US 12,266,178 B2
	Video cover determining method and device, and storage medium
Mingxi Wang, Beijing (CN); Rongxin Gao, Beijing (CN); and Ning Li, Beijing (CN)
Assigned to BEIJING XIAOMI MOBILE SOFTWARE CO., LTD., Beijing (CN)
Filed by BEIJING XIAOMI MOBILE SOFTWARE CO., LTD., Beijing (CN)
Filed on May 31, 2021, as Appl. No. 17/334,971.
Claims priority of application No. 202011230221.X (CN), filed on Nov. 6, 2020.
Prior Publication US 2022/0147741 A1, May 12, 2022
Int. Cl. G06V 20/40 (2022.01); G06F 16/738 (2019.01); G06F 18/22 (2023.01)

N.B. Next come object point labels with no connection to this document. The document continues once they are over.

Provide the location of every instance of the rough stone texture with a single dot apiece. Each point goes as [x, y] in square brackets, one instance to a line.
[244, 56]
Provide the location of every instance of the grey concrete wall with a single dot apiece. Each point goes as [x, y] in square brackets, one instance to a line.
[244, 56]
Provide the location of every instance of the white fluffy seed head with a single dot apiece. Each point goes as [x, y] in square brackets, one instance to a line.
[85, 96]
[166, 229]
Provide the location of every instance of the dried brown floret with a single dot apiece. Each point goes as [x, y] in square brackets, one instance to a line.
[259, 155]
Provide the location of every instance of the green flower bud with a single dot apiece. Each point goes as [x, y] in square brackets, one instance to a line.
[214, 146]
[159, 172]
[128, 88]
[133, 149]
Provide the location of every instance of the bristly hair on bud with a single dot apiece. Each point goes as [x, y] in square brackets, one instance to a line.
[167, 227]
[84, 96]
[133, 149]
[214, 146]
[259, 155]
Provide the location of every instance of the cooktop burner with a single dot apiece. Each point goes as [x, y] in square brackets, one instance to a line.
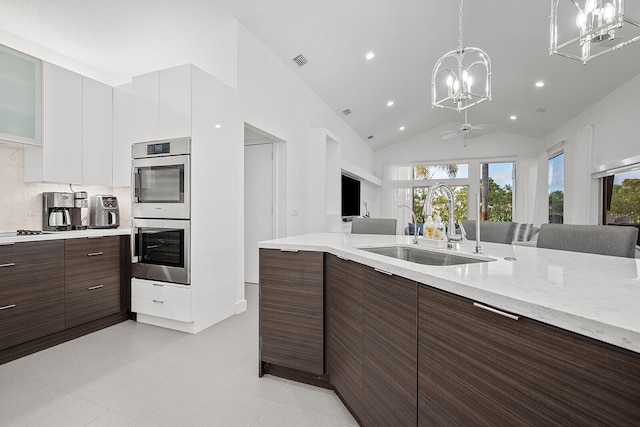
[28, 232]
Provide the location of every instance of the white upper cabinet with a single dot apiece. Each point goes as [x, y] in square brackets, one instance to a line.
[97, 131]
[20, 97]
[60, 158]
[76, 129]
[154, 106]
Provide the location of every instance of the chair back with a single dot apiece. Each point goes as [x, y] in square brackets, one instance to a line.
[490, 231]
[594, 239]
[374, 226]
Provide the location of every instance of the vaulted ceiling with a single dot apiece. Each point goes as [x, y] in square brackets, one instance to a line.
[121, 37]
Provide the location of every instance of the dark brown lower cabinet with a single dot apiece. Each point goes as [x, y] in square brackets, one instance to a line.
[92, 303]
[56, 290]
[480, 368]
[27, 321]
[390, 348]
[345, 281]
[292, 311]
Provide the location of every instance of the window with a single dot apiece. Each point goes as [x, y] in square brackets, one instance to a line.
[496, 191]
[621, 198]
[556, 189]
[440, 203]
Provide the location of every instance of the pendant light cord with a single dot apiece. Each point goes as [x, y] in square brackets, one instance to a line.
[461, 45]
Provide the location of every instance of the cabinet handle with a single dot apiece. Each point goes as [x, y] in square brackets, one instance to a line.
[383, 271]
[496, 311]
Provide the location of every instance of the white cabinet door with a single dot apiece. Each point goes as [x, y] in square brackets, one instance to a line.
[21, 97]
[97, 102]
[60, 159]
[174, 102]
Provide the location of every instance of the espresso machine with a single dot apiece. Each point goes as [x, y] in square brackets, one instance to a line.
[80, 211]
[104, 212]
[56, 211]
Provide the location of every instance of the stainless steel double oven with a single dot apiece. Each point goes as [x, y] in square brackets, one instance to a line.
[161, 209]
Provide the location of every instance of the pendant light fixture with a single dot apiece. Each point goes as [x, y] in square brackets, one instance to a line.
[461, 78]
[586, 29]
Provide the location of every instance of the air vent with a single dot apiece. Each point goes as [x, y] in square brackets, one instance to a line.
[300, 60]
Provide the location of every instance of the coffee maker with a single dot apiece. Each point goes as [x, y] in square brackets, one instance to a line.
[56, 211]
[80, 211]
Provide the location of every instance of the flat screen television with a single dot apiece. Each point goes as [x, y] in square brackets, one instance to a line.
[350, 196]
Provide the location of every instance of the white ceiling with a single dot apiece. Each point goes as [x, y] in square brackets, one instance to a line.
[123, 38]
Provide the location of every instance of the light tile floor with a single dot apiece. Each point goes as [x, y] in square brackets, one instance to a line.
[133, 374]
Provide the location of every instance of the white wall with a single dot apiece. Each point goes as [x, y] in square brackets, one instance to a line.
[615, 137]
[272, 98]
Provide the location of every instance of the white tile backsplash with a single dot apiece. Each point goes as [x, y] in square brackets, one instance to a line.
[21, 202]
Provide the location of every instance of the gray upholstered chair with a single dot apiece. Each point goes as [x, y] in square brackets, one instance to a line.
[593, 239]
[490, 231]
[373, 226]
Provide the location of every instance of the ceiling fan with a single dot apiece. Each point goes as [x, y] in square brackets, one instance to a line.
[469, 131]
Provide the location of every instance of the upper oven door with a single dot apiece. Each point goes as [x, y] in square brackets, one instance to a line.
[161, 187]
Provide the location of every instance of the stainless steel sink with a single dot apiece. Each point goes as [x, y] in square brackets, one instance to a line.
[424, 256]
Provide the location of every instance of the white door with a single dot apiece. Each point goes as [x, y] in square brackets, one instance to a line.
[258, 204]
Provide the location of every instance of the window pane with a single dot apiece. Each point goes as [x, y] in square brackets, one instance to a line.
[625, 199]
[441, 171]
[440, 203]
[496, 195]
[556, 189]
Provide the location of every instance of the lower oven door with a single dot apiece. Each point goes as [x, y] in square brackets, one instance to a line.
[161, 250]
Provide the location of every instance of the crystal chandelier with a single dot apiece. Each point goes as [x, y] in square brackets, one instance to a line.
[586, 29]
[462, 77]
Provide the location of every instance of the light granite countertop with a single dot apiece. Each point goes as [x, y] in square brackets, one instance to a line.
[593, 295]
[12, 237]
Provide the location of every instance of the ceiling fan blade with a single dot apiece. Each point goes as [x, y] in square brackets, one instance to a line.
[451, 135]
[472, 135]
[484, 129]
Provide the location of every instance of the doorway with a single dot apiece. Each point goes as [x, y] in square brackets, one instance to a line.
[260, 195]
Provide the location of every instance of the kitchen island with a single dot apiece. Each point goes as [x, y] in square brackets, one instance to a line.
[561, 343]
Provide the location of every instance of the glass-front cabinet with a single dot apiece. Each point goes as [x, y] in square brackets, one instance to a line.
[20, 97]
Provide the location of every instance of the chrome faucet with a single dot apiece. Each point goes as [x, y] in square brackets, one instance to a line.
[415, 223]
[427, 210]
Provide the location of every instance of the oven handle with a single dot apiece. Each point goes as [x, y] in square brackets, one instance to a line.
[135, 257]
[137, 181]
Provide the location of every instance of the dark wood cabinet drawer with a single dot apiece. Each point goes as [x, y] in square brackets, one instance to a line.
[22, 322]
[292, 309]
[30, 271]
[92, 262]
[479, 368]
[91, 303]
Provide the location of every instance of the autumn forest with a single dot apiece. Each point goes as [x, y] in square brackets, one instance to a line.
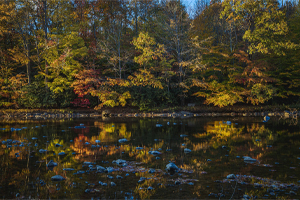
[148, 53]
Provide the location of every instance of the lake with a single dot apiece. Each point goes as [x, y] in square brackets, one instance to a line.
[116, 158]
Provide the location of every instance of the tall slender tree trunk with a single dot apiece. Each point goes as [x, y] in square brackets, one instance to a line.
[28, 64]
[46, 37]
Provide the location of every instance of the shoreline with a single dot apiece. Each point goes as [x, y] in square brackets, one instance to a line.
[84, 113]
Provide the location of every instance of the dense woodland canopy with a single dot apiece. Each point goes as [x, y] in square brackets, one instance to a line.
[146, 53]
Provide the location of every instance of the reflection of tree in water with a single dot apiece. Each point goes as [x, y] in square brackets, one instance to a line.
[111, 132]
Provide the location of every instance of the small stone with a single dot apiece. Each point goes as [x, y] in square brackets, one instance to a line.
[112, 184]
[231, 176]
[57, 178]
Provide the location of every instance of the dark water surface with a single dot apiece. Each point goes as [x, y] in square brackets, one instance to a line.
[217, 150]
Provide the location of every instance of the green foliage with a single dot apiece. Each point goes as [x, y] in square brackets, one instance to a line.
[36, 95]
[230, 52]
[261, 93]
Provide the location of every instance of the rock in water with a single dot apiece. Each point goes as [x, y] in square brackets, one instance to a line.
[186, 150]
[123, 140]
[155, 153]
[248, 159]
[112, 184]
[61, 153]
[231, 176]
[119, 161]
[51, 164]
[57, 178]
[42, 150]
[183, 135]
[172, 168]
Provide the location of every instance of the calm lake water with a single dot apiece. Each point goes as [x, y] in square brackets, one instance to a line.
[217, 150]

CPC G06V 20/46 (2022.01) [G06F 16/739 (2019.01); G06F 18/22 (2023.01)]

12 Claims

1. A method for determining a video cover image, comprising:

obtaining a candidate image set containing a plurality of image frames to be processed by determining the plurality of image frames to be processed from a video to be processed, each of the plurality of image frames to be processed containing at least one target object;

inputting each of the plurality of image frames to be processed into an image scoring network to obtain a black edge size of each of the plurality of image frames to be processed, a brightness score of each of the plurality of image frames to be processed, and a definition score of each of the plurality of image frames to be processed, wherein the image scoring network is obtained based on neural network training;

weighting the black edge size of each of the plurality of image frames to be processed, the brightness score of each of the plurality of image frames to be processed, and the definition score of each of the plurality of image frames to be processed;

summing the weighted black edge size of a picture where each of the plurality of image frames to be processed is located, the weighted brightness score of each of the plurality of image frames to be processed, and the weighted definition score of each of the plurality of image frames to be processed to obtain an image feature score of each of the plurality of image frames to be processed, wherein image features of an image frame to be processed comprise: a black edge, a brightness, and a definition, and the black edge is a black part except picture content in the image frame to be processed;

inputting each of the plurality of image frames to be processed into an object scoring network to obtain a number of person images in each of the plurality of image frames to be processed, a location of a person image in the image frame to be processed, a size of the person image, a definition score of the person image, an eye state score of a person in the person image, an expression score of the person in the person image, and a pose score of the person in the person image, wherein the object scoring network is obtained based on neural network training;

obtaining an object feature score of each of the plurality of image frames to be processed based on the number of the person images in each of the plurality of image frames to be processed, the location of the person image in the image frame to be processed, the size of the person image, the definition score of the person image, the eye state score of the person in the person image, the expression score of the person in the person image, and the pose score of the person in the person image;

inputting each of the plurality of image frames to be processed into an aesthetic scoring network to obtain a composition score of each of the image frames to be processed and a color richness score of each of the plurality of image frames to be processed, wherein the aesthetic scoring network is obtained based on neural network training;

obtaining an aesthetic feature score of each of the plurality of image frames to be processed based on the composition score of each of the plurality of image frames to be processed and the color richness score of each of the plurality of image frames to be processed;

obtaining the target score of each of the plurality of image frames to be processed based on the image feature score, the object feature score, and the aesthetic feature score; and

sorting a plurality of target scores of the plurality of image frames to be processed according to a set order to obtain a sorting result, and determining the video cover image of the video to be processed from the plurality of image frames to be processed according to the sorting result.